4
Yorum
14
Beğeni
0,0
Puan
697
Okunma
Rasûlüm!
Sana kâfirler tarafından söylenen
bu incitici sözlerin aynısı,
senden önceki peygamberlere de söylenmişti.
Öyleyse onların sabrettiği gibi sen de
eziyetlere sabret!
Şüphe yok ki Rabbinin hem bağışlaması bol,
hem de cezası pek acıdır. (1)
Âd kavmine gelince,
yeryüzünde haksız yere büyüklük tasladılar
ve: “Bizden daha güçlü kim varmış?” dediler.
Kendilerini yaratan Allah’ın,
onlardan daha güçlü olduğunu görmüyorlar mıydı?
Doğrusu onlar, bizim âyetlerimizi
bile bile inkâr ediyorlardı. (2)
“Allah’tan başka bir ilâh daha edinmeyin.
Ben, O’nun tarafından size gönderilmiş
apaçık bir uyarıcıyım.” (3)
O’ndan başka ilâh yoktur.
O diriltir ve öldürür.
Sizin de Rabbiniz,
gelip geçmiş atalarınızın da Rabbi O’dur. (4)
İnkârcılar, derin bir şüphe içinde kıvranıyor,
oyun ve eğlenceyle vakitlerini hebâ ediyorlar. (5)
Göklerde ne var,
yerde ne varsa hepsi Allah’ı tesbih etmektedir.
O, kudreti dâimâ üstün gelen,
her hükmü ve işi hikmetli ve sağlam olandır. (6)
O Allah ki,
O’ndan başka ilâh yoktur!
Duyuların algı sahası dışında kalan şeyleri de,
duyuların algı sahasına giren şeyleri de bilir.

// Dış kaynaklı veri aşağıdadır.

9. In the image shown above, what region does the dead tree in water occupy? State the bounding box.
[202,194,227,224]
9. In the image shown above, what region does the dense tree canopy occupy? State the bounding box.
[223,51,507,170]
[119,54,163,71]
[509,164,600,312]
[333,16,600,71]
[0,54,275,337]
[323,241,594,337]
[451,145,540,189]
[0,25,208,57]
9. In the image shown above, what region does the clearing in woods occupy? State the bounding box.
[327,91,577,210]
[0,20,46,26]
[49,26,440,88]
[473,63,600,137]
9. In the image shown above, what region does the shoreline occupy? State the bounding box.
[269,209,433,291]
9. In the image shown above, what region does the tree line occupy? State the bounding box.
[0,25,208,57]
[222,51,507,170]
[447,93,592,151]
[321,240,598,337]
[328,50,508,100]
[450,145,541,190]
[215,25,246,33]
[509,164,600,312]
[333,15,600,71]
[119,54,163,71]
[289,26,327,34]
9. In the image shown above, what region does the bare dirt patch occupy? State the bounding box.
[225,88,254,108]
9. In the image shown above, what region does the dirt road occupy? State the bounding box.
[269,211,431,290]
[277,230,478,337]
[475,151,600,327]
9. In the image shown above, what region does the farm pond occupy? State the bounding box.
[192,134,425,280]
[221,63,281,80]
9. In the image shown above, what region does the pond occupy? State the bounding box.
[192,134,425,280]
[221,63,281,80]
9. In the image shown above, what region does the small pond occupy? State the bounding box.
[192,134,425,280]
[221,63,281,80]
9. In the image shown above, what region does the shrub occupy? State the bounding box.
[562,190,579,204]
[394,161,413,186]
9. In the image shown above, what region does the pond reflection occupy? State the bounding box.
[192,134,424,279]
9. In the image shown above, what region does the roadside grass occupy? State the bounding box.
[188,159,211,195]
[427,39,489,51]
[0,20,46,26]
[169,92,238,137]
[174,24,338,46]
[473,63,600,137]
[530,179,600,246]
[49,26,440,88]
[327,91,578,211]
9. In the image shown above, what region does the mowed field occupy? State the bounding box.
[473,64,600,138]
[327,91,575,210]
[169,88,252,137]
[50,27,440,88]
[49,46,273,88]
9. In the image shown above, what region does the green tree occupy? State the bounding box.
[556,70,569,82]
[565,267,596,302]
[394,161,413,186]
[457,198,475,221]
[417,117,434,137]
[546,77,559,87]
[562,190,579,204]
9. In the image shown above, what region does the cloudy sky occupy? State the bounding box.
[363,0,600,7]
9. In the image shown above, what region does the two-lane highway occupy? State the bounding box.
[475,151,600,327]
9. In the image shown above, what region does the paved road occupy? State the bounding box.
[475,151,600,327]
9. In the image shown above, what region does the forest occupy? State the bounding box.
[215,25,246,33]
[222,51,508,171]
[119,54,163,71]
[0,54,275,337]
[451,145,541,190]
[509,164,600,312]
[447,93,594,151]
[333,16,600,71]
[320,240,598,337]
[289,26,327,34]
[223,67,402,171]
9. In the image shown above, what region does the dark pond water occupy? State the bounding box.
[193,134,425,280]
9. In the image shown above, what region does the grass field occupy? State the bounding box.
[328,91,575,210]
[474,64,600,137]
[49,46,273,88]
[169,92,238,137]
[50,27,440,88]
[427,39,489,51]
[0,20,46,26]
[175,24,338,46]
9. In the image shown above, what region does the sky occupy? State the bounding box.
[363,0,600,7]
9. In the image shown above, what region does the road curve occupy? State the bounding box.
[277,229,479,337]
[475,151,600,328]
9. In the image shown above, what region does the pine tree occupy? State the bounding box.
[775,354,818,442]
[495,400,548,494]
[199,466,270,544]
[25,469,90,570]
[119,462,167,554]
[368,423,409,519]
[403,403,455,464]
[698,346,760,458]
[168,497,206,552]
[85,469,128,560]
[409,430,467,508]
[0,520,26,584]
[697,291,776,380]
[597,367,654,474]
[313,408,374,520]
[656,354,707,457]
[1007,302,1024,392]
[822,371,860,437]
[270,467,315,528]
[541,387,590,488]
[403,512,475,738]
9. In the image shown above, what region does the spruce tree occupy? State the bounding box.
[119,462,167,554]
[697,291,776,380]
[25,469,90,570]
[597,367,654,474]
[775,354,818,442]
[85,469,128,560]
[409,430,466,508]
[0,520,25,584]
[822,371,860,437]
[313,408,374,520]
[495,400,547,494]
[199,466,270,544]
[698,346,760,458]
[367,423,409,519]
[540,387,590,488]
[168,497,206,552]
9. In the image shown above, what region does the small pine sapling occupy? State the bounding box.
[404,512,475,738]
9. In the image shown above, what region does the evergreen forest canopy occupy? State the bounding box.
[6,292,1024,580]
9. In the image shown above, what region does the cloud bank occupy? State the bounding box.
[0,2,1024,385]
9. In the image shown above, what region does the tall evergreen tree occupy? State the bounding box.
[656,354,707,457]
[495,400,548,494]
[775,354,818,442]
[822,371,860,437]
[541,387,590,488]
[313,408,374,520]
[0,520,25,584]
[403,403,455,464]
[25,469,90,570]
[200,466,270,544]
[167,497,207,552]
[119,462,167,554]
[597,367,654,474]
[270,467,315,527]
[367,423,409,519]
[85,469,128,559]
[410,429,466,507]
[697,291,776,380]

O, Rahmân’dır, Rahîm’dir. (7)
O Allah ki,
O’ndan başka ilâh yoktur!
O Melik’tir, Kuddûs’tür, Selâmdır,
Mü’min’dir, Müheymin’dir, Aziz’dir,
Cebbâr’dır, Mütekebbirdir.
Allah,
müşriklerin ortak koştukları şeylerden
çok uzaktır, yücedir. (8)
O Allah
Hâlık’tır, Bârî’dir, Mûsâvvir’dir.
En güzel isimler O’nundur.
Göklerde ve yerde ne varsa hepsi
O’nu tesbih eder.
O, Azîz’dir, Hakîm’dir. (9)
«Şüphesiz Rabbimizin şânı çok yücedir.
O ne bir eş edinmiştir;
ne de bir çocuk.»(10)
De ki: O Allah birdir. (11)
Her şey o Allah’a muhtaçken
O hiçbir şeye muhtaç değildir. (12)
O, doğurmamış ve doğmamıştır. (13)
Hiçbir şey O’na denk değildir. (14)
Allah, gökte de yegâne ilâh
yerde de yegâne ilâhtır.
O, her hükmü ve işi hikmetli ve sağlam olan,
her şeyi hakkiyle bilendir. (15)
Hani biz, İsrâiloğulları’ndan:
“Sadece Allah’a kulluk edeceksiniz,
ana-babaya, akrabaya, yetimlere, yoksullara
iyilikte bulunacaksınız!” diye söz almış
ve: “İnsanlara güzel söz söyleyin,
namazı hakkıyla kılın,
zekâtı verin!” diye emretmiştik.
Sonra sizden pek azı müstesna,
sözünüzden döndünüz
ve hâlâ yüz çevirmeye devam ediyorsunuz (16)
Onlara şöyle de:
“Gelin, Rabbinizin size haram kıldığı şeyleri bildireyim:
O’na hiçbir şeyi ortak koşmayın.
Ana-babaya iyilik edin.
Fakirlik korkusuyla çocuklarınızı öldürmeyin;
çünkü sizi de onları da biz rızıklandırıyoruz.
Açık olsun, gizli olsun
hiçbir günaha ve kötülüğe yaklaşmayın.
Haklı bir sebep olmadıkça
Allah’ın öldürülmesini haram kıldığı cana kıymayın.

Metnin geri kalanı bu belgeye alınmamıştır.